In contrast, coworking space providers that don’t own their office space like WeWork and KrSpace have either stopped doing business in Hong Kong or have substantially slashed their footprint. For example, Hui’s coworking space at The Center was previously occupied by Australian coworking player Victory Offices, which closed in December 2020 after a year of opening due to the pricey rent and bad effect of the global health crisis.
CBRE’s Senior Director for advisory & transaction services for office in Hong Kong, Dane Moodie, revealed that landlords are increasingly mulling to invest in their own coworking space as a way of providing an extra amenity to their occupiers.

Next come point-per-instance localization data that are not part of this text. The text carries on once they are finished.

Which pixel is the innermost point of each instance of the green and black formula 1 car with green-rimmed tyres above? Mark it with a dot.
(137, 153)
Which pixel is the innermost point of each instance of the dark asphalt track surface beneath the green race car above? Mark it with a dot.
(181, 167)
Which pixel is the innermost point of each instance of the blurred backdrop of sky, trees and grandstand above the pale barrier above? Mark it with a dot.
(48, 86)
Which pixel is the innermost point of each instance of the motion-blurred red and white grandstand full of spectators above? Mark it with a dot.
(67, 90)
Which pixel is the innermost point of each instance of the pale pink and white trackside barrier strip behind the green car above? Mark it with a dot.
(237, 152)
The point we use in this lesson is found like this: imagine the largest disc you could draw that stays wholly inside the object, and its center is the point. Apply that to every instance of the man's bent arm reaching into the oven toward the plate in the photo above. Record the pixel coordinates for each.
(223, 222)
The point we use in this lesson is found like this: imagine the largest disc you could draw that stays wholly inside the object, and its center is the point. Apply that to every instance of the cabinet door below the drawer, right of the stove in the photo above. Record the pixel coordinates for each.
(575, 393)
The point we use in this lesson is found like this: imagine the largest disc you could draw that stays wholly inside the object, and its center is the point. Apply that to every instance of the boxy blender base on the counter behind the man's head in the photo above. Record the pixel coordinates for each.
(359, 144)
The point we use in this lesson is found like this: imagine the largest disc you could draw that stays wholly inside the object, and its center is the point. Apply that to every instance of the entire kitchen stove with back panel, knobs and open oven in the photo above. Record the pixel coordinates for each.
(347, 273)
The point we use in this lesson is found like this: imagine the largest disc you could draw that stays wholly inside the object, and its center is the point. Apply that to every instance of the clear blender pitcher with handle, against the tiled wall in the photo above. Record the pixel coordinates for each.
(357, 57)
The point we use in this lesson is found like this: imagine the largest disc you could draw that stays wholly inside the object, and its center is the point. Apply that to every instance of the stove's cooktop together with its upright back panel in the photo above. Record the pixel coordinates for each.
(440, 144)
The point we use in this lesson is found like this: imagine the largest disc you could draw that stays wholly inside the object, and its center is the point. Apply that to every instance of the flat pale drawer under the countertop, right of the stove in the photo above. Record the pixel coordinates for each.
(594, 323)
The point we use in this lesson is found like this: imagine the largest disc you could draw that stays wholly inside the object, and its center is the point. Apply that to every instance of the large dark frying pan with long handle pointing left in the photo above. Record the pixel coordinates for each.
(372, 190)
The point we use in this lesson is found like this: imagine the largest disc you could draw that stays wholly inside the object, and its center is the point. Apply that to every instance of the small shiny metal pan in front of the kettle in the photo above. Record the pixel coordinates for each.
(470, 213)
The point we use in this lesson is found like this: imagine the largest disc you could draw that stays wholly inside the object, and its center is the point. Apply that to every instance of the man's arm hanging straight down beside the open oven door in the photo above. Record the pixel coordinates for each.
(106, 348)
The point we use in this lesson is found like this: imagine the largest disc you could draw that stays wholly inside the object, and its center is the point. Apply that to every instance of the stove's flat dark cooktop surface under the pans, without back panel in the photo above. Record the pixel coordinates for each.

These lessees are usually large occupiers that want to expand temporarily into a new space, or new entrants in Hong Kong that want versatility while trying to plan their long-term property requirements.
“In the past, low vacancies, strong office demand and high rents had deterred landlords from dedicating space for this type of investment,” explained Moodie.
Based on data from CBRE, coworking space in Hong Kong reached 2.61 million sq ft, making up 3.2 percent of the city’s total office supply. Coworking space providers are scattered across 315 locations in the city, charging HK$2,950 per desk per month on average.